Happy new year! The year of the Metal Rabbit is ending today, and the year of the Water Dragon starts tomorrow!

The Chinese New Year is the occasion for all Chinese to tidy up their homes, throw out old objects, buy new shoes and new clothes, and, most importantly, to remove the worn-out pictures of the Door Gods and to replace them with brand new shiny ones. See also p13 of The Celestial Empire.

The two pictures of the Door Gods (ménshén 門神) are placed on each side of the main entrance to the Chinese home and stand guard there for a full year to keep away evil spirits. The pictures face each other — it is considered bad luck to place them back-to-back.

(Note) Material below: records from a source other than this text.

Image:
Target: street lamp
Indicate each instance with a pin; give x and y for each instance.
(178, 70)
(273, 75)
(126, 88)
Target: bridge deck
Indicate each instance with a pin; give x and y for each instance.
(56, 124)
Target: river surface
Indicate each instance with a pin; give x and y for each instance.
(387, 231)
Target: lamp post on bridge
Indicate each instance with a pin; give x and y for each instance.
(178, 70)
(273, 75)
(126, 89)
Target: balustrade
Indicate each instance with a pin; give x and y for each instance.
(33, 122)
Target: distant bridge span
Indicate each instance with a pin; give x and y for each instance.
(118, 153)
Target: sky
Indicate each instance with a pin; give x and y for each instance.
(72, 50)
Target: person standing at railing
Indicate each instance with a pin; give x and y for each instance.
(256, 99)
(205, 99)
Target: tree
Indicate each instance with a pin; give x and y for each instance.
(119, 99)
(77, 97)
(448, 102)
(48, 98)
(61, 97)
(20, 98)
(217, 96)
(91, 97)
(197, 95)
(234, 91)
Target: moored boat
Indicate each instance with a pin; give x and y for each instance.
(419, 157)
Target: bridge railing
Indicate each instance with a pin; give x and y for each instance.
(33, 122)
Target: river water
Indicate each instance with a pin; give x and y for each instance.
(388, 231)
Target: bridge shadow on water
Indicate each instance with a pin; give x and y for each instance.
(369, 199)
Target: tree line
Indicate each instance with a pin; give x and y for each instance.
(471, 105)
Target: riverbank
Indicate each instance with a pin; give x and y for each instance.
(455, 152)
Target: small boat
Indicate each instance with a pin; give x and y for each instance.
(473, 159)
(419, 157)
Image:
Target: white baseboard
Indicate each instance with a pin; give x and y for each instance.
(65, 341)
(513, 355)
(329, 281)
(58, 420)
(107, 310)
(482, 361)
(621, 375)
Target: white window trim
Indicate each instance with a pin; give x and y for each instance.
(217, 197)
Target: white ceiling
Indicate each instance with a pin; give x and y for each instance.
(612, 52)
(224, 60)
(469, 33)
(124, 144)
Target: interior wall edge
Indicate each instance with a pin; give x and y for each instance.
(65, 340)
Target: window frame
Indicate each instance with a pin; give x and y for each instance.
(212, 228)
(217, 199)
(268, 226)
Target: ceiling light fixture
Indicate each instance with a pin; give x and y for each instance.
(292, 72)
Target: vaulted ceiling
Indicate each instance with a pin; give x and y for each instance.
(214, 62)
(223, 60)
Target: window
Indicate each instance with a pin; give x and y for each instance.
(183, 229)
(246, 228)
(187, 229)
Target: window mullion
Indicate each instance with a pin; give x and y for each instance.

Scenario Seed: Save the New Year!
The characters are resting in the city of [city name] before the Spring Festival. They are in the city magistrate's employ, or owe him a favour. They are summoned to the city yámén in the night before New Year's Day by a close retainer of the city magistrate. This is very unusual, since even civil servants are supposed to be off duty and celebrating with their family on New Year.
The magistrate receives them in casual dress... this is even more intriguing. He explains them that the situation is so urgent that he forgot about behaving properly. May Confucius forgive his misbehaviour. The whole stock of Door Gods prints that the city printer had prepared for distribution the next day has been stolen! The characters must absolutely find a solution or the whole city will go in panic mode once the disappearance of the good luck-bringing posters becomes public!

The characters may suggest...
  • that the printer re-print a batch of Door Gods pictures. This is impossible because there's not enough paper left.
  • that the magistrate buy a batch of pictures from another printer. This is impossible because the closest is in the next city, which is one day travel from their city.

Possible courses of action: the PCs could try and find paper somewhere (didn't that Buddhist abbot want to print out the Dàzàngjīng?), or they could try and a find a means to travel faster (isn't there a Daoist hermit in the mountains who can travel 500 lǐ in a day?). The best idea, however, would be retracing the thief. He's currently on the river bank, waiting for a boat that will take him to a city downstream where he's planning to sell the images.

Possible consequences should the PCs fail: Panic spreads through the city. Ne'er-do-wells and thieves take advantage of it to commit burglaries. The following days, having had word of the situation, brigands raid the city. In a campaign game with supernatural elements, the city could even fall prey to demons or yāoguài.